I have the both mice (ps2 and serial) plugged in and the ps2 working. Doing
cat /dev/input/mouse1
I get garbage in the screen when moving the ps2. But
cat /dev/input/mouse0
does nothing. I now remember I never used a serial mouse in this machine. Maybe the hardware is broken.

EDIT: anyway, who programs the UART?

stf92 11-13-2012 03:32 AM

Rectification: this machine was perhaps not used with a serial mouse but indeed I made use of the serial port for comunication with certain type of device.

af7567 11-13-2012 08:25 AM

Quote:

Originally Posted by stf92 (Post 4828174)
I have the both mice (ps2 and serial) plugged in and the ps2 working. Doing
cat /dev/input/mouse1
I get garbage in the screen when moving the ps2. But
cat /dev/input/mouse0
does nothing. I now remember I never used a serial mouse in this machine. Maybe the hardware is broken.

EDIT: anyway, who programs the UART?

The serial mouse would probably not be detected by /dev/input, so the only way to access it would be through the serial port device which would probably be /dev/ttyS0 if it is the serial port built into the motherboard.

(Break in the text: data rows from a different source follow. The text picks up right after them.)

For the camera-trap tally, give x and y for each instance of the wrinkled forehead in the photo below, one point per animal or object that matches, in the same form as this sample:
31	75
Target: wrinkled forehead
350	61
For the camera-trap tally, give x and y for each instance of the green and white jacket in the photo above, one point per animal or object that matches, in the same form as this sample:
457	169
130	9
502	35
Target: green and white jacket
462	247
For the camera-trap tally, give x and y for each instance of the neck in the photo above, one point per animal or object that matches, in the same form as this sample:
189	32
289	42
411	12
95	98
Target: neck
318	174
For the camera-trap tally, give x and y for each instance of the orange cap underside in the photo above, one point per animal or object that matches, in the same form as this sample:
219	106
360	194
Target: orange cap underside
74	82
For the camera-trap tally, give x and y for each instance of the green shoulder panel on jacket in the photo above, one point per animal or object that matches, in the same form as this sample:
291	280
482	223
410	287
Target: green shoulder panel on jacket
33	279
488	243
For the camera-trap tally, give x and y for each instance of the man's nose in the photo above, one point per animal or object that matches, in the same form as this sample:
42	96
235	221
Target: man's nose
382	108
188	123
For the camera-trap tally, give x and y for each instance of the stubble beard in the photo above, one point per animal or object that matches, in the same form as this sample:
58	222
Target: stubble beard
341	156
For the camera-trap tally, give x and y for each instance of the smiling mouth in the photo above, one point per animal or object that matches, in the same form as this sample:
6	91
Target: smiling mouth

Try cat /dev/ttyS0 or cat /dev/ttyS1 to see if you get output from either of them.

gnashley 11-13-2012 11:44 AM

af7567 is right.

stf92 11-13-2012 05:16 PM

Quote:

Originally Posted by af7567 (Post 4828395)
The serial mouse would probably not be detected by /dev/input, so the only way to access it would be through the serial port device which would probably be /dev/ttyS0 if it is the serial port built into the motherboard. Try cat /dev/ttyS0 or cat /dev/ttyS1 to see if you get output from either of them.

I tried with /dev/ttyS0, ttyS1 but I do not get output when moving the mouse. I used the serial port in this machine to communicate with a single board computer, I remember well, and it worked. Maybe its UART was left programed in a way that is wrong for the mouse and the registers are written to disk to program it the same way at boot time.

af7567 11-13-2012 05:27 PM

You could also try /dev/ttyS2 and /dev/ttyS3.. or any other /dev/ttyS?? which can be opened.

# cat /proc/tty/driver/serial

This might show you a list of the detected serial ports on your PC, at least it does for me but I am using slackware 14.

stf92 11-13-2012 10:45 PM

Code:

semoi@darkstar:~$ sudo cat /proc/tty/driver/serial
serinfo:1.0 driver revision:
0: uart:16550A port:000003F8 irq:4 tx:9728 rx:6887 fe:1 brk:2841
1: uart:unknown port:000002F8 irq:3
2: uart:unknown port:000003E8 irq:4
3: uart:unknown port:000002E8 irq:3
semoi@darkstar:~$

Somebody, looking towards the outside world, is seeing an UART at 0x3f8, corresponding to /dev/ttyS0, but I'm afraid the UART does not see the mouse. For me, it's a case of the 16550 UART not been properly initialized.

If only I had my old DOS I could write a very short program to help me diagnose, but I can only install it at tiny hard disks, and mine are >= 10G. To do this kind of tests I've always used assembler. And I would be force to revise the little I learn, time ago, about as and other linux assemblers. Plus, it would have to be inline assembler in a high level language program, or an assembler routine call within the high level program. I prefer trying other ways before meddling with assembler routines.